Em um cantinho ao lado do palco, Rafaella Sessenta, 32, alonga braços e pernas. Posiciona-se frente a uma câmera e aguarda a largada: o início de um show em tributo a Michael Jackson, realizado no domingo (31/5) em São Paulo. Rafaella é tradutora de libras (Língua Brasileira de Sinais) e trabalha em eventos culturais há oito anos. Ela diz que é preciso traduzir ao público surdo as letras e também o ritmo das músicas. Para entrar na cadência do astro do pop, dança junto (até mimetiza as mãos arqueadas de “Thriller”) e imita o tocar de instrumentos que se sobressaem: faz gestos de um bateristas, dedilha uma guitarra. Enquanto isso, a audiodescritora Livia Motta, 62, fica em uma cabine, ao fundo da plateia. Sua função é narrar aos espectadores cegos, munidos de fones de ouvido, o que acontece sobre o palco. No roteiro, conta ela, também faz um histórico sobre as músicas, o artista e a coreografia do espetáculo.

Para a analista de sistemas Talita Spulveda, 29, que perdeu a visão há cinco anos, as opções culturais para deficientes vêm crescendo. Em 2015, diz, compareceu a mais programas com audiodescrição do que nos últimos dois anos. Já a assistente administrativa Mellina Reis, 31, que é cega, acha que há mais programação para deficientes, “mas são em dias pontuais”. “Poderia ter mais vezes”, diz.

Para a museóloga e consultora de acessibilidade Amanda Tojal, há um crescimento desses espetáculos nos últimos cinco anos.
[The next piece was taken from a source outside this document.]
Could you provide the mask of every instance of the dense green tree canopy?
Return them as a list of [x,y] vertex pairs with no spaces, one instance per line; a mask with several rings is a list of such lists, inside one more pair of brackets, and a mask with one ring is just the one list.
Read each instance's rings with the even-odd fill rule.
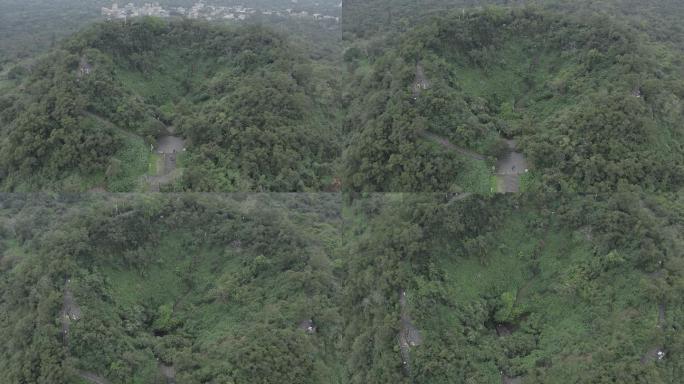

Não só uma forma de atrair o público deficiente, mas também em decorrência de editais públicos de cultura, que muitas vezes exigem de projetos uma contrapartida de acessibilidade.

A casa de espetáculos HSBC Brasil adotou sessões com libras e audiodescrição a partir de 2011. Hoje, de acordo com o espaço, recebe programas assim ao menos uma vez por mês, com uma média de 80 surdos e cegos por dia. A Virada Cultural, que teve três espetáculos acessíveis em 2013 e 13 no ano seguinte, deve aumentar o número nesta edição (20 e 21/6), diz a Secretaria da Pessoa com Deficiência e Mobilidade Reduzida. No MAM, que também dá cursos para educadores atenderem os públicos cego e surdo, formou-se um grupo de estudos que promove saraus bilíngues: falado e em libras.

Por vezes, a tradução em libras serve como uma escada para o espetáculo, diz Rafaella, a tradutora de libras. É comum que comediantes de stand-up interajam com o tradutor. Em fevereiro, no Itaú Cultural, a Banda Estralo chegou a convidar o tradutor de libras para entrar no palco.

A dança também tenta se adaptar. Em maio, a companhia Cisne Negro fez apresentações com audiodescrição. Desde 2013, a São Paulo Cia. de Dança faz sessões para cegos. Há um ano, adotou o aplicativo WhatsCine: em celulares e tablets, o público acompanha a obra com audiodescrição, legendas ou libras. O roteiro, conta Inês Borgéa, diretora artística do grupo, descreve cenários, figurinos, sensações e movimentos. Em algumas sessões, cegos podem chegar mais cedo, tocar no cenário e nos figurinos e sentir, em um boneco articulado, como são os movimentos. “São novos caminhos para a dança”, diz Borgéa.